Queridos hermanos:
Nos encontramos en el último día del año litúrgico; mañana comienza el Adviento. Y los textos litúrgicos nos siguen hablando de un necesario proceso de muerte resurrección, y de la vigilancia y esperanza con que debemos vivirlo.
El lenguaje de Daniel es artificioso y barroco, a la vez rebuscado e ingenuo. A una descripción velada de la época trágica que está viviendo el pueblo de Dios, sigue una explicación precisa de los cruces genealógicos de dinastías, cada una con su carga de persecución para la religión de Israel: un monarca pretende “aniquilar a los santos y cambiar el calendario y la ley”, es decir, sustituir la religión de Israel por paganismo. Pero al pueblo fiel ya se le advierte que tal tribulación es pasajera: que durará “tres días y medio”. En los códigos cifrados de la apocalíptica el número 7 significa perfección: referido al tiempo sería una eternidad; en cambio 3’5, la mitad de 7, significa limitación cronológica: el imperio de la rebeldía contra Dios tiene los días contados. Es una llamada al aguante sereno en la esperanza de que “el Señor Dios los iluminará y reinarán por los siglos de los siglos” (Ap 22,5).

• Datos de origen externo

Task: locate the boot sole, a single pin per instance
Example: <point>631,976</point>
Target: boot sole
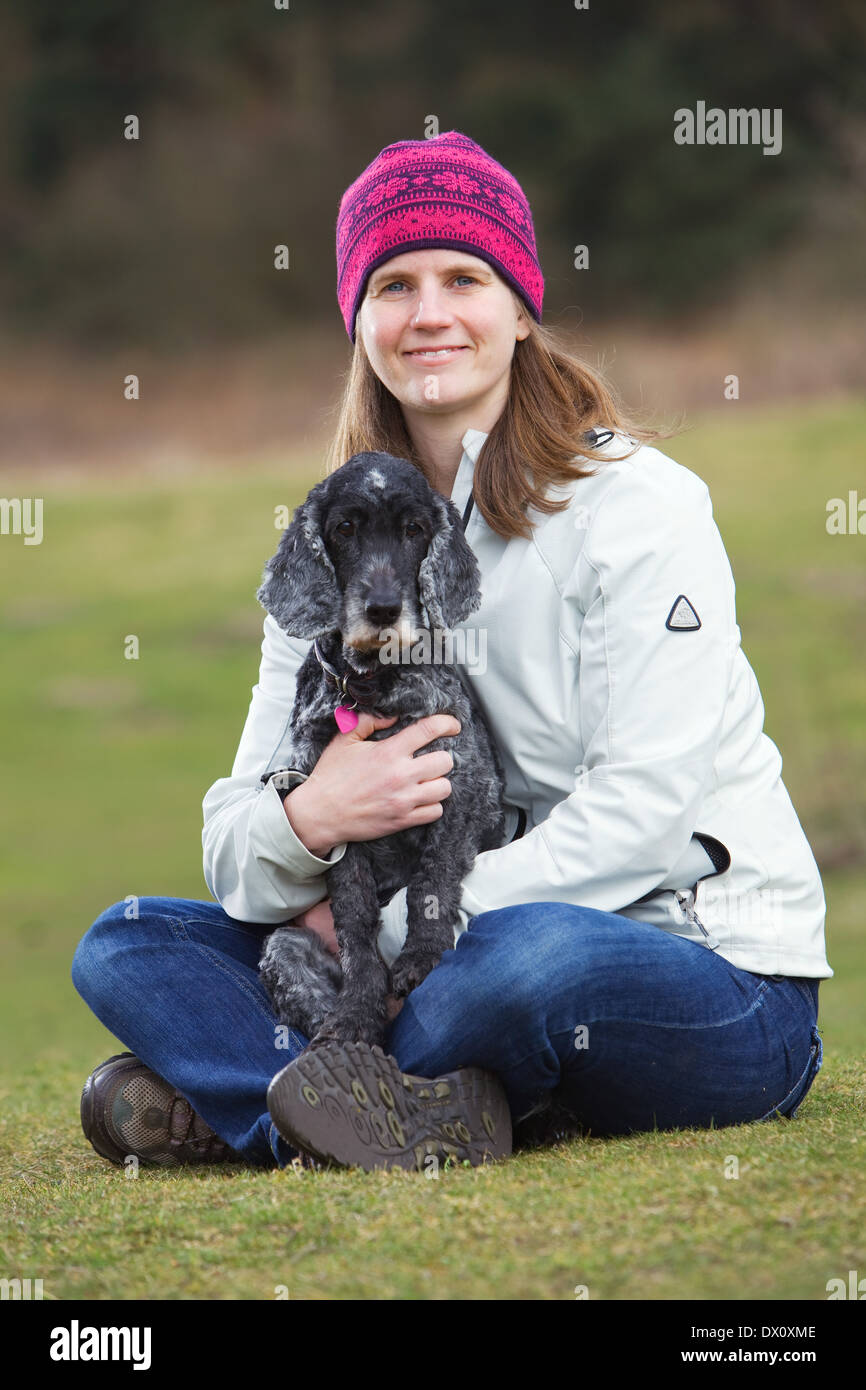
<point>349,1104</point>
<point>93,1133</point>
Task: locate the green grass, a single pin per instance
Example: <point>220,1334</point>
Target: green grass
<point>106,763</point>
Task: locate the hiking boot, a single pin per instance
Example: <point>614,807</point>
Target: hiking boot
<point>127,1111</point>
<point>350,1105</point>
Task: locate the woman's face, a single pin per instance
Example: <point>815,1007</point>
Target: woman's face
<point>423,300</point>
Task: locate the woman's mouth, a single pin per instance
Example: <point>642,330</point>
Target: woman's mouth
<point>434,355</point>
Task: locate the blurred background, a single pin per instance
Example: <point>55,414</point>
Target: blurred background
<point>156,256</point>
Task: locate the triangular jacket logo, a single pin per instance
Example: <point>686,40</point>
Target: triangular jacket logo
<point>683,617</point>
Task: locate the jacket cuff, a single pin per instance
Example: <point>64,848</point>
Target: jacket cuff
<point>273,829</point>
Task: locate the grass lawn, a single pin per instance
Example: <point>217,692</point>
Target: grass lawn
<point>107,761</point>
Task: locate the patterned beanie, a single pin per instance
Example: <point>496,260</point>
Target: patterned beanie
<point>441,192</point>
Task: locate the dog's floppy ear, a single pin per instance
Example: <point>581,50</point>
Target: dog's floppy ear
<point>299,587</point>
<point>449,580</point>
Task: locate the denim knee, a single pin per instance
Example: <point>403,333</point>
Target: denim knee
<point>91,963</point>
<point>515,955</point>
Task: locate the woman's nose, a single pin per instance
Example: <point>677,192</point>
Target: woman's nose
<point>431,309</point>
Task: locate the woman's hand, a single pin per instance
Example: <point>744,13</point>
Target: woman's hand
<point>320,919</point>
<point>364,788</point>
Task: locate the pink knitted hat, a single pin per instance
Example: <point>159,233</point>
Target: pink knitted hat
<point>441,192</point>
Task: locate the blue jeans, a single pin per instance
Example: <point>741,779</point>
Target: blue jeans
<point>628,1026</point>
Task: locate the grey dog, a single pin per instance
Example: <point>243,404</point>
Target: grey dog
<point>373,552</point>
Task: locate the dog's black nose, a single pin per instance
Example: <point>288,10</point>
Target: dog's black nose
<point>382,612</point>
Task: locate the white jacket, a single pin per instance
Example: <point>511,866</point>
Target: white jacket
<point>628,722</point>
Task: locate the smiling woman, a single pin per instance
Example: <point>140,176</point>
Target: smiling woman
<point>597,980</point>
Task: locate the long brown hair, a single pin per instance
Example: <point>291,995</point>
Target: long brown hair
<point>537,441</point>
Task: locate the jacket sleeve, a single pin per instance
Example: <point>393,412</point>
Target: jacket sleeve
<point>255,865</point>
<point>651,708</point>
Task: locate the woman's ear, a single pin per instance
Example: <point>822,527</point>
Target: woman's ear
<point>449,580</point>
<point>299,587</point>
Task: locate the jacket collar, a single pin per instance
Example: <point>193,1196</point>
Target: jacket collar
<point>463,483</point>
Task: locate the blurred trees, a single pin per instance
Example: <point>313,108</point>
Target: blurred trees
<point>255,120</point>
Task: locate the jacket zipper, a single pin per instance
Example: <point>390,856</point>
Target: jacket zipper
<point>687,902</point>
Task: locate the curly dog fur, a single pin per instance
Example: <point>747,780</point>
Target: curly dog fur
<point>373,551</point>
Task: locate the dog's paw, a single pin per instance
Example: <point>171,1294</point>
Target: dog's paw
<point>348,1027</point>
<point>409,969</point>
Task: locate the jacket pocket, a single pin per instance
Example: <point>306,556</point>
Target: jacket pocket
<point>688,901</point>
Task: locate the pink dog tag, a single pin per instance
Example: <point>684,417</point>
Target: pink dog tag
<point>345,717</point>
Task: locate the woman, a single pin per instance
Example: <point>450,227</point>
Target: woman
<point>601,976</point>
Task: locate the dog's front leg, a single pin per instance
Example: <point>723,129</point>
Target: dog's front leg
<point>359,1014</point>
<point>433,900</point>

Hace años hablaba frecuentemente la teología de la orientación de la humanidad, e incluso de la creación entera, hacia el punto omega, que es Cristo Resucitado. La vocación de todo lo creado es la participación en su gloria; él es el salvador que “transformará nuestra condición humilde configurándonos con su condición gloriosa gracias a la energía de su poder para sometérselo todo” (Flp 3,21).
El libro de Daniel contemplaba esa transformación como algo instantáneo: en un breve juicio “se quitaba el poder a la bestia y se daba a los santos del altísimo” (Dn 7,26-27). El tercer evangelista, testigo de una historia duradera de gracia y de pecado, sabe que todo esto es un proceso, que la oferta salvífica debe ser acogida “cada día” (en él menudea esta expresión) por el creyente. Su comunidad quizá va cayendo en la inconsciencia y necesita ser renovada y desperezada. A ella, como a nosotros, “los agobios de la vida”, a veces acompañados del “vicio y la bebida” (cada uno deberemos hacer la propia traducción) la pueden despistar respecto de lo fundamental.
Se ha dicho que la rutina habitual hace más estrago que un pecado grave aislado; éste puede incluso proporcionar una sacudida saludable, mientras que aquella funciona como permanente anestesia. La liturgia nos ofrece los llamados “tiempos fuertes”; mañana iniciamos uno, el Adviento. Ojalá sea ocasión de abandonar inconsciencias y perezas y de someternos generosamente a ese tribunal que despoje a nuestros “reyes interiores” inicuos y nos haga crecer en pertenencia al “pueblo de los santos del Altísimo”.